The EU and UK have very different views of how to deliver food security. The deals the UK entered into with the big southern hemisphere food producers would never have been acceptable in the EU.

Those countries knew they would never get the same terms as with the UK. Brussels cannot get deals damaging to agricultur­e passed by member states.

This reflects a very different definition of food security – the EU sees it rooted in a sound domestic farming industry, while successive UK government­s have lacked a vision of how a thriving, food producing farming industry can deliver real, rather than fantasy economic growth.

Many farmers, including some who supported Brexit, are looking with envy to the commitment the EU is showing to make food security work.

In difficult political and economic times, there is a lot to be said for firing up enthusiasm for strong, indigenous industries. However, for many years they, including farming, have been seen in the UK as industries of the past rather than sectors that could deliver growth.

That is why the UK economy has ended up overdepend­ent on the retail and financial sectors. The first is now at risk from higher interest rates and consumer fears about spending; the financial sector is struggling to maintain its global role after Brexit and the boost that gave to competing financial institutio­ns in Europe.

Despite all that, farmers have done to push food security up the agenda, the boat may have sailed. This is not down to any lack of effort by the farming lobby, but to a sense that food prices might have peaked.

The United Nations Food and Agricultur­e Organisati­on (FAO) compiles a monthly index of global food prices.

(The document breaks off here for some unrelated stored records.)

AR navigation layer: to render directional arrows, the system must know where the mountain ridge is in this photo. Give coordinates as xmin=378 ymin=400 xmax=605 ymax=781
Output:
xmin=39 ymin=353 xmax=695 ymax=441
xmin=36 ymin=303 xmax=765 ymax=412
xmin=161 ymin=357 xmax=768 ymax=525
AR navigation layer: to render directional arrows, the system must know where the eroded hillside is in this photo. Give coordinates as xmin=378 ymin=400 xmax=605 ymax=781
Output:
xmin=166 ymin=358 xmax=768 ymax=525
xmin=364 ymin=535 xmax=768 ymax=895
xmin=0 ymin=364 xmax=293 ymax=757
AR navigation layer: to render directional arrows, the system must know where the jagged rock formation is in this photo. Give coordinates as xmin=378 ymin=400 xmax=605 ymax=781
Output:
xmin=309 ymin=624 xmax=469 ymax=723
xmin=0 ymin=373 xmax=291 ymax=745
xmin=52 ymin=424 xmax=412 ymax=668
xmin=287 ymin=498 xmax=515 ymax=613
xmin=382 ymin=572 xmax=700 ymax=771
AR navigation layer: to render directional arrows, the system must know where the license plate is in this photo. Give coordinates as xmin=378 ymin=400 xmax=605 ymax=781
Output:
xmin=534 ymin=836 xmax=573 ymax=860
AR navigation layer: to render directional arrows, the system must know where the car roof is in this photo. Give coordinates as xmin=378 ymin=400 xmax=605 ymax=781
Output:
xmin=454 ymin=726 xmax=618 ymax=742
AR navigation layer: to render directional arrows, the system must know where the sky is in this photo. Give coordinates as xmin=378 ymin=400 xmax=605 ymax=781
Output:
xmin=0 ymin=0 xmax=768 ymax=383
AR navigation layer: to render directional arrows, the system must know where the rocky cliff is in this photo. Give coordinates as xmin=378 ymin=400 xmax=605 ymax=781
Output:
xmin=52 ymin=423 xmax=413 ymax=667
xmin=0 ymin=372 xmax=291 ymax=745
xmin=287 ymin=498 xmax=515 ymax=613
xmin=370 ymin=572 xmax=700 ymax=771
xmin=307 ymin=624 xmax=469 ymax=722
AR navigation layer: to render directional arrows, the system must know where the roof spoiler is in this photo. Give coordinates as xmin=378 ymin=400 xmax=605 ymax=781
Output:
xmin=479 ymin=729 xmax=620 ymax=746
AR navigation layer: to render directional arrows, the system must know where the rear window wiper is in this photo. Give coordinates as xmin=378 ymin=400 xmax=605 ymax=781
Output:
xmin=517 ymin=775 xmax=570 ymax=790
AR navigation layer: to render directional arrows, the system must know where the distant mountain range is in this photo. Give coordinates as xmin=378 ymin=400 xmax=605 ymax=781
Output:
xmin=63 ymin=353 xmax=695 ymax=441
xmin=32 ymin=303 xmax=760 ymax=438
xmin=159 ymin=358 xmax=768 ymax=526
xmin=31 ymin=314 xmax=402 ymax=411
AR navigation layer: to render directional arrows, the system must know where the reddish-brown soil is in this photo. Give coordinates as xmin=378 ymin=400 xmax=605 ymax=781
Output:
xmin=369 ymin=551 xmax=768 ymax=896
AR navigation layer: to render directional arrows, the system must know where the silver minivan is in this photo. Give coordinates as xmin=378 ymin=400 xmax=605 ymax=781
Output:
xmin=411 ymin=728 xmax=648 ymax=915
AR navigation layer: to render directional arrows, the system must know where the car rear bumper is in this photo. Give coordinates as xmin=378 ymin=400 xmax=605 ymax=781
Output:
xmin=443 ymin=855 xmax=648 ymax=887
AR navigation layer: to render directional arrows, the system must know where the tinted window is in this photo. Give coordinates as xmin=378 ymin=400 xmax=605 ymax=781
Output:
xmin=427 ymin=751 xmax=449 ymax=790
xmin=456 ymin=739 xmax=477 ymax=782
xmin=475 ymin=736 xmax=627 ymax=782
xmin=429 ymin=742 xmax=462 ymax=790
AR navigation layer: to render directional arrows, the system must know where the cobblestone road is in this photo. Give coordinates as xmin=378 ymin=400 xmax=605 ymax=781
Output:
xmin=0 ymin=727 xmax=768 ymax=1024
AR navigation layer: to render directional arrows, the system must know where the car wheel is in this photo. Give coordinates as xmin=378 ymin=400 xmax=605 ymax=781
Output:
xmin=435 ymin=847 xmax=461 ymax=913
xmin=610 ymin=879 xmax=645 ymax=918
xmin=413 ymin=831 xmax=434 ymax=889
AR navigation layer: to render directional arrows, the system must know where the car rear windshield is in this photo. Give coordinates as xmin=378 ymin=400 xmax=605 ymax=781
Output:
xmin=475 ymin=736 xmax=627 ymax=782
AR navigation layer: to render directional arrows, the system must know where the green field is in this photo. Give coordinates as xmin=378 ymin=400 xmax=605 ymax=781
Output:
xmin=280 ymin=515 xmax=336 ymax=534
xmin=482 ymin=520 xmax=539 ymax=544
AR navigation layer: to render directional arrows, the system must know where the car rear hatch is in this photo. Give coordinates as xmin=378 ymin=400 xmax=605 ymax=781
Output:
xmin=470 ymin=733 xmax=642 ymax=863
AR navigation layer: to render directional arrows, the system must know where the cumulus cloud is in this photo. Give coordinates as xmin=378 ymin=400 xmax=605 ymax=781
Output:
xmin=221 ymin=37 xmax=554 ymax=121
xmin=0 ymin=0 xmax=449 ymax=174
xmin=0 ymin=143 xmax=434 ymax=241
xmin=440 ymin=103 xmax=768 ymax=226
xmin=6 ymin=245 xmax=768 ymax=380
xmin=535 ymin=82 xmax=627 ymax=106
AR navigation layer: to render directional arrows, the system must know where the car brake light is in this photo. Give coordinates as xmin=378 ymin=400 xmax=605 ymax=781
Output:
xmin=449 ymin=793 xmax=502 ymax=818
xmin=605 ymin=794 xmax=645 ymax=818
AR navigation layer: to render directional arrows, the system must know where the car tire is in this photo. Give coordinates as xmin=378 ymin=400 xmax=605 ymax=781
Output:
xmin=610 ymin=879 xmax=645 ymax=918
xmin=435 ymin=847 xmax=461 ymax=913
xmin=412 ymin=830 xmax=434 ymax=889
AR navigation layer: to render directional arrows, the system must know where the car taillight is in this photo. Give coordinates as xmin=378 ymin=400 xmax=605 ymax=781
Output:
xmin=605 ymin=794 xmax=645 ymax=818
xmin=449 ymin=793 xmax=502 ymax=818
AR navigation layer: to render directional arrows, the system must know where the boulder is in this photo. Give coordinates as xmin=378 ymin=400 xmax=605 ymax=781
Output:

For September, it reported a 6.5% drop on August, marking the sixth month in a row of falling prices.

They are still above the levels of 12 months ago, but at 5.5% the increase over September 2021 is modest compared to double-digit figures when the war in Ukraine first triggered a global food crisis. This reduction was led by vegetable oils, the most volatile to events in Ukraine.

The falls for the products that affect UK agricultur­e are more modest at around 0.5% for beef and milk, leaving beef 7% ahead of September 2021 and dairy prices still 20% ahead.

Cereal prices bucked the trend and were up 1.5% and still 11% ahead of last year. These increases are still not covering production costs, but the trend away from record food prices is establishe­d.

That may ease affordabil­ity, but pressure on farm margins will make the availabili­ty side of the equation more acute.

The EU has accepted it will not ease back on food security, but sadly it remains an issue no UK government has given the priority it deserves and needs.